O primeiro discute-se assim. ─ Parece que nem toda vontade dos condenados é má.

1. ─ Pois, como diz Dionísio, os demônios desejam o que há de melhor ─ existir, viver e inteligir. Logo, como os condenados não estão em condição pior que os demônios, parece que também eles podem ter boa vontade.

2. Demais. ─ O mal, como diz Dionísio, é absolutamente involuntário. Logo, tudo quanto os condenados querem como bem real ou aparente o querem. Ora, a vontade em si mesma dirigida para o bem é boa. Logo, os condenados podem ter boa vontade.

3. Demais. ─ Certos condenados haverá que, quando viviam no mundo, conservaram certos hábitos virtuosos. Assim, os gentios, que tinham virtudes políticas. Ora, é dos hábitos virtuosos que procedem os atos meritórios da vontade. Logo, a vontade de certos condenados pode ser meritória.

Mas, em contrário. ─ A vontade obstinada só pode querer o mal. Ora, os condenados, como os demônios, serão obstinados. Logo, a vontade deles nunca poderá ser boa.

2 . Demais. ─ Assim está a vontade dos condenados para o mal, como a dos santos para o bem. Ora, a vontade dos santos nunca poderá ser má. Logo, nunca também os condenados poderão ter uma vontade boa.

SOLUÇÃO. ─ Podemos distinguir nos condenados uma dupla vontade: a deliberativa e a natural. ─ A natural não a têm eles de si mesmos, mas do autor da natureza, que nesta infundiu a inclinação chamada vontade natural. Ora, como nos condenados subsiste a natureza, poderão eles ter a boa vontade natural. ─ A vontade deliberativa porém eles a têm de si próprios, pela qual poderão inclinar o afeto para um ou outro objeto. E essa vontade deles não pode ser senão má. E isto pela completa aversão que têm do ─ fim último da vontade reta; nem pode vontade nenhuma ser boa senão em ordem a esse fim último. Por onde, embora queiram algum bem, não o querem contudo bem, de modo que a vontade se lhes pudesse chamar boa.
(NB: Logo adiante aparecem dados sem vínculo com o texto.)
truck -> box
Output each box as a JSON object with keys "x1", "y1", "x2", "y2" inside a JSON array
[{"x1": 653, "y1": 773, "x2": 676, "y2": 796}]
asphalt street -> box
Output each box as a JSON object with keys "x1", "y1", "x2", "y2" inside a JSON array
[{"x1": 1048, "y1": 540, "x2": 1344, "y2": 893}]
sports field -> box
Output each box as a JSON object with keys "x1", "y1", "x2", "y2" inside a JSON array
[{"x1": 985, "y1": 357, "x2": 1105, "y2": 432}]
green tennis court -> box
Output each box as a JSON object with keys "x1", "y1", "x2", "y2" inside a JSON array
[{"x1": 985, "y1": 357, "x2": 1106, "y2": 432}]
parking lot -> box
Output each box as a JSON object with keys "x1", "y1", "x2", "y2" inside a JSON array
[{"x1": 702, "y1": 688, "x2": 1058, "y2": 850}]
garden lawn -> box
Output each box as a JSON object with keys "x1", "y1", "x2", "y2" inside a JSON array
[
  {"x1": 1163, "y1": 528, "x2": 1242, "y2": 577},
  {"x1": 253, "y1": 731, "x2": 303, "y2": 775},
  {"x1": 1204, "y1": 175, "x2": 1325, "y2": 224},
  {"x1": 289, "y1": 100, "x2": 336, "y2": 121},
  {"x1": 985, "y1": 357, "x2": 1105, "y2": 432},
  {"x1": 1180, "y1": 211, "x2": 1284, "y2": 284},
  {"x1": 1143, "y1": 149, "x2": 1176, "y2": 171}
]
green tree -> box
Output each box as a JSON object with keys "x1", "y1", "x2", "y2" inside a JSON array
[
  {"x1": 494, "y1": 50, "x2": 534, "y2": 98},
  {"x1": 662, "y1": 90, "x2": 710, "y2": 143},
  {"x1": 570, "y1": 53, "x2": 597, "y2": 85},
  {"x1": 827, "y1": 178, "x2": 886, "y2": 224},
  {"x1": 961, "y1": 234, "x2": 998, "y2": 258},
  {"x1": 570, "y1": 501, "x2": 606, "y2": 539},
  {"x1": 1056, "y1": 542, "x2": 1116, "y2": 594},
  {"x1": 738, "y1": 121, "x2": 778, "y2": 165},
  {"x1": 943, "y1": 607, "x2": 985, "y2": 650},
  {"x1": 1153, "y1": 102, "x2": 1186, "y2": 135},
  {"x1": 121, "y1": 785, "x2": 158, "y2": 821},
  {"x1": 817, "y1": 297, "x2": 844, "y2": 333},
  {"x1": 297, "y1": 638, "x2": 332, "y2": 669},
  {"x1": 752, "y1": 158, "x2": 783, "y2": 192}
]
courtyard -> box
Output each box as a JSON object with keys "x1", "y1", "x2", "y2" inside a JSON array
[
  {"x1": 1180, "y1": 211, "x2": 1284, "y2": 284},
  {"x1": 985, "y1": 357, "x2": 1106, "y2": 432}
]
DONDE A RESPOSTA À PRIMEIRA OBJEÇÃO. ─ As palavras de Dionísio se entendem da vontade natural, que é a inclinação da natureza para um bem. Essa inclinação natural porém lhes está corrompida pela malícia; pois, o bem que naturalmente desejam sob certas más circunstâncias o desejam.

RESPOSTA À SEGUNDA. ─ O mal como tal não move a vontade, senão enquanto considerado bem. Ora, da própria malícia deles procede julgarem bom o mal. Razão pela qual lhes é má a vontade.

RESPOSTA À TERCEIRA. ─ O hábito das virtudes civis não subsiste na alma separada; porque estas virtudes só dão perfeição à vida civil, que não mais haverá depois de esta vida. Mas se perdurassem depois dela, os maus nunca os poriam em prática, por lh'o impedir a obstinação da mente.